Kostenlose Erstberatung

Auch mir ist klar, dass es nicht einfach ist für eine gute und bezahlbare Vorbereitung auf die MPU den richtigen Anbieter zu finden, denn die Spreu vom Weizen zu trennen ist nicht ganz einfach. Mit meiner kostenlosen Erstberatung möchte ich deshalb dabei helfen die passende Entscheidung zu treffen. 

Ein Menschenfreund also?

Wenn Sie wollen können Sie das meinetwegen gerne so sehen. Es steckt aber auch ein handfestes Eigeninteresse dahinter: Meine MPU-Vorbereitung wird nicht für jeden passen, weil ein gewisses Maß an Selbständigkeit und Eigeninitiative nötig ist. Um das frühzeitig zu klären ist die kostenlose Erstberatung gedacht.

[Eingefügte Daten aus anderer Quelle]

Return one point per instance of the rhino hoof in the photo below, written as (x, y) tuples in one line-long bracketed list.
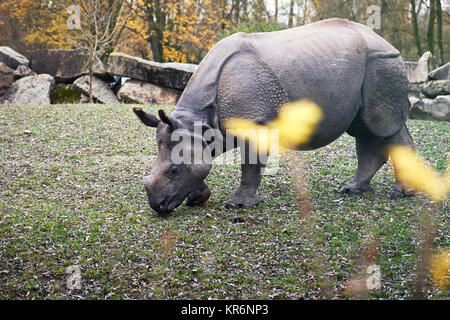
[(248, 202), (355, 188), (400, 193)]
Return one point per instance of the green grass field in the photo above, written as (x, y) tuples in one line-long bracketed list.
[(71, 194)]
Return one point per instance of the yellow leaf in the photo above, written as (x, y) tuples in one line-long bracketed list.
[(440, 269), (417, 175)]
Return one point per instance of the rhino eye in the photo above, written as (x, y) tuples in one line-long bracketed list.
[(173, 170)]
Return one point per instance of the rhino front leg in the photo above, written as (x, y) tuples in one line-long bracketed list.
[(372, 154), (246, 196)]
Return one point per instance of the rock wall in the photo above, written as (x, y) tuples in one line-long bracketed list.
[(124, 79), (431, 101)]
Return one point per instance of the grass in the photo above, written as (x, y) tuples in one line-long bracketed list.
[(71, 194)]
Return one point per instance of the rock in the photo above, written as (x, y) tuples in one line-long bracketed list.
[(441, 73), (432, 89), (134, 91), (429, 109), (415, 102), (418, 72), (169, 75), (30, 90), (65, 65), (12, 58), (23, 71), (6, 78), (100, 90), (65, 93)]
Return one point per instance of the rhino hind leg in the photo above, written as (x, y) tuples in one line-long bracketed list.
[(402, 138), (372, 154)]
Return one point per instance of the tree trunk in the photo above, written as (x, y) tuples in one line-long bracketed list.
[(276, 12), (416, 28), (91, 78), (156, 18), (291, 14), (440, 41), (430, 34)]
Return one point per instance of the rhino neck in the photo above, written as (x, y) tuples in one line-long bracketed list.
[(198, 101)]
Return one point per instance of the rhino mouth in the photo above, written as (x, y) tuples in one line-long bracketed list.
[(167, 205)]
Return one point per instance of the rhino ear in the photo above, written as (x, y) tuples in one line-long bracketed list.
[(147, 118), (172, 123)]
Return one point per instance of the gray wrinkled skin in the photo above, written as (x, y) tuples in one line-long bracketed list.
[(355, 76)]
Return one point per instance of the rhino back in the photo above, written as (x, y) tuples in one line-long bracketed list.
[(318, 62), (324, 62)]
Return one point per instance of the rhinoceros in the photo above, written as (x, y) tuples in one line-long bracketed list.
[(355, 76)]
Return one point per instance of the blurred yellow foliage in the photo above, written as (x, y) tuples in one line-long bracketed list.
[(440, 269), (294, 126), (417, 175)]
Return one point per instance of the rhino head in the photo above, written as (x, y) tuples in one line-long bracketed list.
[(171, 182)]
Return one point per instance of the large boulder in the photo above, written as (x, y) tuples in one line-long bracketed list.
[(6, 78), (23, 71), (432, 89), (100, 90), (170, 75), (134, 91), (418, 71), (441, 73), (30, 91), (65, 93), (65, 65), (12, 58), (429, 109)]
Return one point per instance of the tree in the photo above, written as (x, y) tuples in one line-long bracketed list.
[(439, 24), (416, 27), (101, 23), (431, 19)]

Es ist mir wichtig, dass Sie verstehen, wie mein Konzept funktioniert und auf welches Ziel es ausgerichtet ist. Sollten Sie feststellen, dass Sie deutlich andere Vorstellungen von der für Sie passenden MPU-Vorbereitung haben, dann passen wir beide möglicherweise einfach nicht gut zusammen. Mir ist dran gelegen das frühzeitig zu klären.

Was bekommen Sie geboten?

»Erstberatung« ist ja kein sehr konkreter Begriff. Ich habe ihn trotzdem gewählt, weil diese Erstberatung recht unterschiedlich ausfallen kann. Es gibt Klienten, die sich schon intensiv mit ihrem Fall beschäftigt haben, aber es gibt auch solche, die noch sehr ahnungslos sind und entsprechend ganz andere Fragen haben wird. Bei meiner Erstberatung sind alle willkommen.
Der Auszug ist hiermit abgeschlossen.